The idea goes way back, I am guessing astronomers in 1800s but to get the actual mathematics in particular applications, you will need to read Lumley’s posts and papers.

• gwern says:

But per the paper, you don’t get to bail out because you aren’t allocating any samples to intermediate values to check for nonlinearity…

To expand a little: ‘bet on sparsity’ means to do your design & analysis under the assumption that a relatively few variables will account in simple linear ways for a decent chunk of variance, as opposed to a billion tiny variables operating nonlinearly (eg GWAS, where we know a large fraction of human traits in general can be accounted for by a few thousand SNPs acting in an insultingly simple additive fashion, as opposed to the full panel of 500k-1.5m SNPs acting in complicated patterns of dominance & epistasis, and so the lasso works great), because if the latter, you’re doomed anyway. In this Gelman paper, the argument seems identical: you should assume the relationship is relatively linear and has few variables, because if it does have any nonlinearity like quadraticness, your sample size is small enough that you are doomed anyway – especially if you waste samples trying to measure it at all (unless the nonlinearity is so enormous you can’t possibly miss it).

• Keith O'Rourke says:

gwern

OK by sparsity you mean not too many variables operating nonlinearly.

I was actually thinking about an almost proof I was working on many years ago in a simple setting of one variable that might be non-linear but was monotonic. So no need for a sparsity bet as it is very sparse.

> unless the nonlinearity is so enormous you can’t possibly miss it
That was what I meant by “you will get to bail out”.

In those specific applications you refer to I would agree there is a sparsity bet going on.
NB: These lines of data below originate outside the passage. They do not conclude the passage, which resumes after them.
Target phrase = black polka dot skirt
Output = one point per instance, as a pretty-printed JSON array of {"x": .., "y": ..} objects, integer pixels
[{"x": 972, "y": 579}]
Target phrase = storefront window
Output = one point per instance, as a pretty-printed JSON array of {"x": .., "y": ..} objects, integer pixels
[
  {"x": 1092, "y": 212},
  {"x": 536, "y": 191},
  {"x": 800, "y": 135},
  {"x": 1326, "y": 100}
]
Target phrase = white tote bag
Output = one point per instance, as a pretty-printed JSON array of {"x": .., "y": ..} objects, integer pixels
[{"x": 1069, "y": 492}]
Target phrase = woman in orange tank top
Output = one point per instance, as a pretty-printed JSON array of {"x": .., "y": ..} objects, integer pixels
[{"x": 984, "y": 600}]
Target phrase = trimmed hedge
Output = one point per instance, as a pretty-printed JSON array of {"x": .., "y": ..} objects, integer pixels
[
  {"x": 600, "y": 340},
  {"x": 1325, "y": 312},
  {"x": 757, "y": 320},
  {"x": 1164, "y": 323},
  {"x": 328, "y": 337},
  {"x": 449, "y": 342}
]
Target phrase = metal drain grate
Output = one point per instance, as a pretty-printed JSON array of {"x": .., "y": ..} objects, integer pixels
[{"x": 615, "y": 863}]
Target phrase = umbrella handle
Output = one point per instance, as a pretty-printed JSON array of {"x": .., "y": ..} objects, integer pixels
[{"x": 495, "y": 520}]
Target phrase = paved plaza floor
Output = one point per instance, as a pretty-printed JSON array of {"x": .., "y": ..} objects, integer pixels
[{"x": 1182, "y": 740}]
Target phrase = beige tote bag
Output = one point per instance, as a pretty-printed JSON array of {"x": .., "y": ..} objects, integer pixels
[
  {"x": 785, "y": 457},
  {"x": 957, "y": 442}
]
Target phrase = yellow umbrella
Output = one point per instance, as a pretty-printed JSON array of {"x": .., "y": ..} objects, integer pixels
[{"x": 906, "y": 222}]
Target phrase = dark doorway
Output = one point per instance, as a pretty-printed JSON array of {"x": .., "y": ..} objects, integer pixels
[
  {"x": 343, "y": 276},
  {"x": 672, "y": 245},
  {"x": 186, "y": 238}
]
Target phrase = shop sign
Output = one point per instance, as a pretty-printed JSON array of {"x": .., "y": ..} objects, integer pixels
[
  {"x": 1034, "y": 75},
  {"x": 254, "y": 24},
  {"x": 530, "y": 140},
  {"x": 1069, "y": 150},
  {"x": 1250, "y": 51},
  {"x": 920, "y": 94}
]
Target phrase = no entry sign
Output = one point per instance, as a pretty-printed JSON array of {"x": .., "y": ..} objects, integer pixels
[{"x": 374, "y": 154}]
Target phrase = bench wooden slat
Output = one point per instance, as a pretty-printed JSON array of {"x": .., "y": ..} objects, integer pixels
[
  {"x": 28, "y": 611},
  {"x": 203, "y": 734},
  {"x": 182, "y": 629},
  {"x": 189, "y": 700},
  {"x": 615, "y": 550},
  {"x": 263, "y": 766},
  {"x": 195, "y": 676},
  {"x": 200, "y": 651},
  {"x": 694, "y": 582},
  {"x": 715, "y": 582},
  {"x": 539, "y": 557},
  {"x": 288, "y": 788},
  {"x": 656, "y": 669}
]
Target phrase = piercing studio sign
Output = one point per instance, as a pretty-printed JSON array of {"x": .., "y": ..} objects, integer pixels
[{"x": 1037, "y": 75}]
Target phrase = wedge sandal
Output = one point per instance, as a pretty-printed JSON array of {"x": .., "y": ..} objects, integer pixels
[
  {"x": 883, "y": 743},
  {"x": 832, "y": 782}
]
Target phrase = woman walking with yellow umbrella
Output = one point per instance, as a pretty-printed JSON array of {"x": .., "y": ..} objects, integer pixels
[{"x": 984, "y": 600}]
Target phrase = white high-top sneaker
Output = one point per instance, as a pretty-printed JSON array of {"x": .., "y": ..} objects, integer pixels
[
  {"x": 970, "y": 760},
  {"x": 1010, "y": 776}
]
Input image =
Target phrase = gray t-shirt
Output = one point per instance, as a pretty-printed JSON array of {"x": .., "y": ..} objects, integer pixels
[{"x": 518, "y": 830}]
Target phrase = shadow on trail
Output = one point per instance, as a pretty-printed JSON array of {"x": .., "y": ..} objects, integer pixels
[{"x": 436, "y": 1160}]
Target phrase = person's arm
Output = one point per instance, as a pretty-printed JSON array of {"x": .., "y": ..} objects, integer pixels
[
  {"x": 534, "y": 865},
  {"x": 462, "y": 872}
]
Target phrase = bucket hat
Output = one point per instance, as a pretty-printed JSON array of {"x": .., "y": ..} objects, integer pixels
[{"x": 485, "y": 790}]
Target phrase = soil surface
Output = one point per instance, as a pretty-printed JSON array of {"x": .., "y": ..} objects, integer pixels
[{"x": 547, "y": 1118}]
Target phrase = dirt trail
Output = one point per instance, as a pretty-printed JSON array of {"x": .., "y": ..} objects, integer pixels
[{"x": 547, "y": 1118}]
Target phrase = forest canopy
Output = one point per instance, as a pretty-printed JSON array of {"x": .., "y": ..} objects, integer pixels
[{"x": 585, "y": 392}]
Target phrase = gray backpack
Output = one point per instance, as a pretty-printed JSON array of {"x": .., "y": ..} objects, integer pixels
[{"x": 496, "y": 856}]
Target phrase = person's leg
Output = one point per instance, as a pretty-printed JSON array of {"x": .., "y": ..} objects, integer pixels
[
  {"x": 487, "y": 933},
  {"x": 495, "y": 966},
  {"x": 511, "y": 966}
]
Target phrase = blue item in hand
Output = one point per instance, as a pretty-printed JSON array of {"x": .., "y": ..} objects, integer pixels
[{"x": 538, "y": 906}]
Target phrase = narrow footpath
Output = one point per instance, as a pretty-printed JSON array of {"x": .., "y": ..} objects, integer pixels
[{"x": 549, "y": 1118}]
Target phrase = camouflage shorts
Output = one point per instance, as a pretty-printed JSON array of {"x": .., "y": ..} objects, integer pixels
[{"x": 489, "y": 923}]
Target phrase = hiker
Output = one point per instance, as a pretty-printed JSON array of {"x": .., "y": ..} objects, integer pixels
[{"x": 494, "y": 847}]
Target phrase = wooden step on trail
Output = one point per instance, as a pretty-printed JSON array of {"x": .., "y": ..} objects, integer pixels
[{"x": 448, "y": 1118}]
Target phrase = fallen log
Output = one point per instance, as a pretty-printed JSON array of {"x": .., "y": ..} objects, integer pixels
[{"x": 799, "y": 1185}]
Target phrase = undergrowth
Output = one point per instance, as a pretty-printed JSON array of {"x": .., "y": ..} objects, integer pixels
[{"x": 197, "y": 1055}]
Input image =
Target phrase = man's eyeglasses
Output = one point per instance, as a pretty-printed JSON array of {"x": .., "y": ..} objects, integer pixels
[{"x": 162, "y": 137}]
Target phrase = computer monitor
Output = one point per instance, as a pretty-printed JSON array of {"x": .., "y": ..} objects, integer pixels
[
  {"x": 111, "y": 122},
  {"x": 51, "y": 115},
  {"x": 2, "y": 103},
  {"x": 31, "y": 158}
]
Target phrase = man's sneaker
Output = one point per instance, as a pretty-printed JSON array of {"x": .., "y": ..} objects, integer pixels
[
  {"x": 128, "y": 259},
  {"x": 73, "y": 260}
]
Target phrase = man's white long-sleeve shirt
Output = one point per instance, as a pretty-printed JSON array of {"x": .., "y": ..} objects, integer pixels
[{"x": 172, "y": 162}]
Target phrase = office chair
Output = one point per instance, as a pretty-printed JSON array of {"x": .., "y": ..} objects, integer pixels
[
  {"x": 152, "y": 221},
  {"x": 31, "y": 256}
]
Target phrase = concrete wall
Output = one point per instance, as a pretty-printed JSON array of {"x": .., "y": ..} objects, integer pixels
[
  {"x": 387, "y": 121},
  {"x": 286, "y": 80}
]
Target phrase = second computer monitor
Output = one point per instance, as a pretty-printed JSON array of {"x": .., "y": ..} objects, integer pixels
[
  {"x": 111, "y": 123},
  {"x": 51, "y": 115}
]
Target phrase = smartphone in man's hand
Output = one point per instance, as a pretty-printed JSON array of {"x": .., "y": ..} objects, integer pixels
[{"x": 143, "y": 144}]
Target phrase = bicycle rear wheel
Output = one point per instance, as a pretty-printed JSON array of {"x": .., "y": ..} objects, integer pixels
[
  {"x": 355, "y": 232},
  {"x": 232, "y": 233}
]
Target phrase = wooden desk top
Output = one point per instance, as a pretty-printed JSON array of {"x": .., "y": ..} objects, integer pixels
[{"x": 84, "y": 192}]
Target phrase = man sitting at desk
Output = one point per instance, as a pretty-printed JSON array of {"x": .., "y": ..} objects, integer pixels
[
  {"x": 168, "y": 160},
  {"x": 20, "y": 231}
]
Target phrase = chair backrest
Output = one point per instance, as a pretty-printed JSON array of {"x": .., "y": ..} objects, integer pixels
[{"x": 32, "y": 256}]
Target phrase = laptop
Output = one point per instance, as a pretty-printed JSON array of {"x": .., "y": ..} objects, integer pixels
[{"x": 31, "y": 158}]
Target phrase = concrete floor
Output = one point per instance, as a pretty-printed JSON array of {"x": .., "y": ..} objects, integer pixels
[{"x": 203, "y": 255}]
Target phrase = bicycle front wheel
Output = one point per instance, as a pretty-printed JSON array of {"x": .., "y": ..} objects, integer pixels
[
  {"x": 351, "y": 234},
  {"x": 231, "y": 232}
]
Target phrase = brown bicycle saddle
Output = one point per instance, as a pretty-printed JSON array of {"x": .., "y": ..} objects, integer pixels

There are others that would not and there is a bit of discussion of that here if your interested “From a slightly different
direction Tibshirani (2014) argues that enforcing sparsity is not primarily motivated by beliefs about the world, but rather by benefits such as computability and interpretability, indicating how considerations other than correspondence to reality often play an important role in statistics and more generally in science.” http://www.stat.columbia.edu/~gelman/research/unpublished/Amalgamating6.pdf

6. Thomas B says:

Do these statements (assumptions) imply that extreme value theory in statistics has no relevance or utility?

7. Paul Alper says:

Andrew wrote: “In statistics we can similarly apply an anthropic principle to say that the phenomena we can successfully study in statistics will not be too small or too large. Too small a signal and any analysis is hopeless (we’re in kangaroo territory); too large and statistical analysis is not needed at all, as you can just do what Dave Krantz calls the Inter-Ocular Traumatic Test.”

From https://todayinsci.com/R/Rutherford_Ernest/RutherfordErnest-Quotations.htm we have some musing of Sir Ernest Rutherford:

“The only possible conclusion the social sciences can draw is: some do, some don’t.”

“All science is either physics or stamp collecting.”

“If your result needs a statistician then you should design a better experiment.”